The extent to which the Communist Party is prepared to go in pushing the line of ‘unity of all democratic forces’ was shown in February this year, when the general secretary of the ‘internal’ faction of the CP, Babi Drakopoulos, was on trial. His main defence was that his party hopes to co-operate with the army and the exiled king in a return to ... ‘normality’.
The head of Karamanlis’ party, the ERE, Kanellopoulos, made a statement during the week between the worker-student uprising and the replacement of Papadopoulos, in which he called for all political parties to form a government of national unity. At the time of the civil war Kanellopoulos called the island prison camp of Makronisos ‘the new Parthenon of Greece’. But this did not stop Drakopoulos from endorsing the call for a government of national unity, adding only that the CP should be one of the parties represented in it. Another ‘democrat’ to whom the CP looks for an alliance is Papaspirou, the Minister of Justice who signed the death warrants of the last Communist leaders executed after the civil war.

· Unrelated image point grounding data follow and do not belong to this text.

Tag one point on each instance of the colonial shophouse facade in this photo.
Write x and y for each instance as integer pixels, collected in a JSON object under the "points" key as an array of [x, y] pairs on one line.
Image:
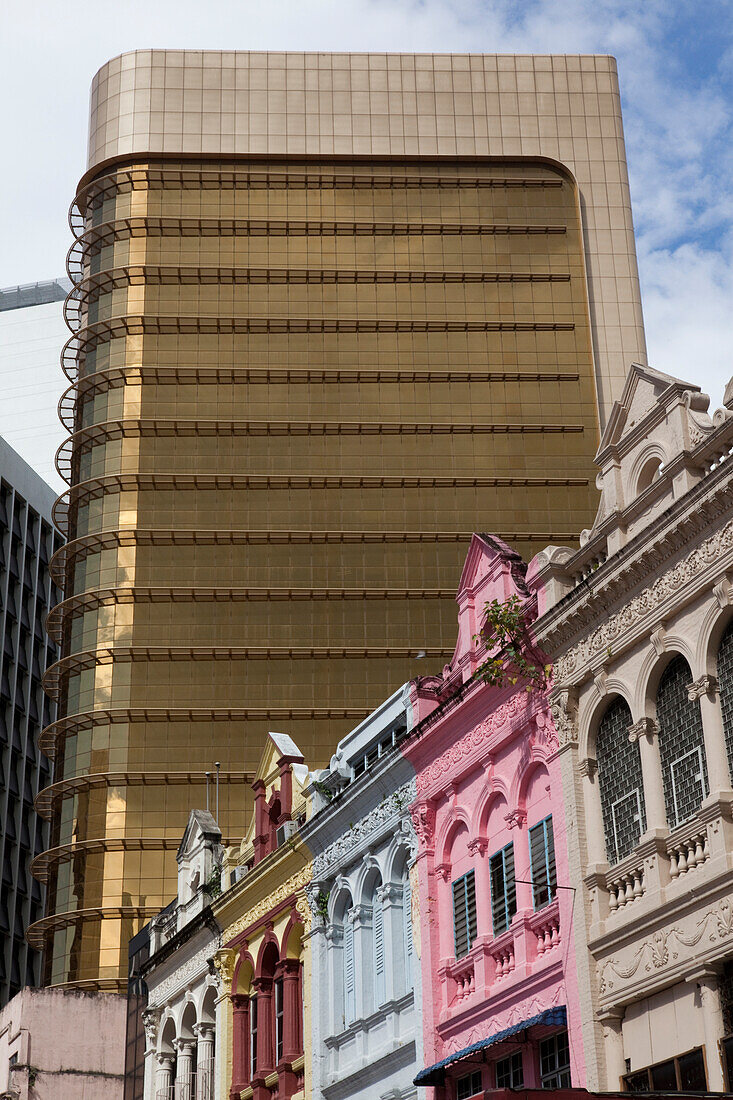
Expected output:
{"points": [[495, 912], [638, 624], [364, 979], [181, 1018], [264, 916]]}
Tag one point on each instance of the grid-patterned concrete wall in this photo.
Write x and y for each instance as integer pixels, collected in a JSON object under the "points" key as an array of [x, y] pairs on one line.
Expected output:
{"points": [[26, 542], [566, 108]]}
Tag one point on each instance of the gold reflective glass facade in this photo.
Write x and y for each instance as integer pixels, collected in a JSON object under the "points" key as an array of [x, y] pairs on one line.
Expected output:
{"points": [[297, 387]]}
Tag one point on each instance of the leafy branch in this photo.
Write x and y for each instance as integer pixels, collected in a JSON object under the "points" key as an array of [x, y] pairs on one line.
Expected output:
{"points": [[512, 653]]}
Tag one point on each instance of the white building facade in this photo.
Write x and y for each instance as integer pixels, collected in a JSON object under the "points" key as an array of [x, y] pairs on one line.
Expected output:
{"points": [[364, 981], [638, 624], [183, 987]]}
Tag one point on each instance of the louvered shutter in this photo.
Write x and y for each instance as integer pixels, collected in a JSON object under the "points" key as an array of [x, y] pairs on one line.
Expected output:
{"points": [[349, 975], [379, 953], [407, 922], [465, 920], [542, 862], [460, 925], [503, 889]]}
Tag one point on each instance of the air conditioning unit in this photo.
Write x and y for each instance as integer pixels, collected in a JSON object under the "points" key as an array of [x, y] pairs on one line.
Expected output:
{"points": [[238, 873], [285, 832]]}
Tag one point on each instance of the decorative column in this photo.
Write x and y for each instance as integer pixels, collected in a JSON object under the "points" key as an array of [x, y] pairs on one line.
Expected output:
{"points": [[292, 1010], [240, 1056], [363, 963], [204, 1062], [185, 1084], [594, 828], [706, 692], [613, 1047], [707, 980], [164, 1077], [646, 732], [265, 1037]]}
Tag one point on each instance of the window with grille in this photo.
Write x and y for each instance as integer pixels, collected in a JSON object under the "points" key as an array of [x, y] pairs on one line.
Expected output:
{"points": [[469, 1086], [681, 747], [620, 782], [555, 1062], [378, 928], [349, 974], [503, 889], [682, 1074], [542, 862], [510, 1071], [725, 688], [465, 924], [407, 928]]}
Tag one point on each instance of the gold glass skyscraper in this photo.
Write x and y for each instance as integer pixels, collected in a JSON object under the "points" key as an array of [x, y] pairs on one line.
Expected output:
{"points": [[331, 315]]}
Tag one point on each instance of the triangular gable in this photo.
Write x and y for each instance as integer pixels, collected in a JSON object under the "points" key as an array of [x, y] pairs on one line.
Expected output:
{"points": [[642, 391], [200, 824]]}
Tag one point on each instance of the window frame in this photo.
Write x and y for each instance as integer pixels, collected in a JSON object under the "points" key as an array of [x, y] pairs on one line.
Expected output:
{"points": [[509, 910], [550, 879], [465, 880]]}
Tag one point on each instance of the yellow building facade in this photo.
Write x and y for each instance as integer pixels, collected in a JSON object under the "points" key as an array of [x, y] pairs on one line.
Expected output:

Significantly, such politics made it impossible for the CP to take the lead of the student demonstrations that led to the uprising. The pro-Moscow faction of the party opposed the occupation of the Polytechnic, saying that it would scare away people who opposed the junta. And the ‘internal’ faction of the party (which takes a line similar to that of the Italian CP, independent of Moscow) opposed the call for a general strike. Fortunately all this was too much for the spontaneous militancy of the majority of students, who instead endorsed the demand for an extension of the struggle which revolutionary socialists argued for.
In effect, the line of the CP can only serve to confuse those workers and students whose militancy represents the biggest threat to the military regime. And if the regime is overthrown, it will mean trying to tie workers to an alternative capitalist solution to Greece’s crisis.
Revolutionary socialists do not, of course, abstain from the struggle to overthrow the junta and for democracy. Far from it. But what is necessary is to give a real content to the slogan for democracy, linking it with the struggles over economic issues and for political liberties which have been driving workers and students on to the streets.
The demands which have to be raised in Greece have to relate to the political rights of workers and peasants – the right to organise, the right to strike, the right to demonstrate. These have to be linked to the question of building a popular mass movement that will both struggle for the immediate economic demands of workers and peasants and confront the power of the army and police. In this way a movement can be built able to smash the military and police forces – and without such a movement any talk of democracy is merely discussion on how to provide a new superficial covering to the real forces running Greece throughout the post war period. But to raise such demands means not merely opposition to the present junta but also the various bourgeois politicians who would like to help it solve the problem of stabilising capitalist rule in Greece.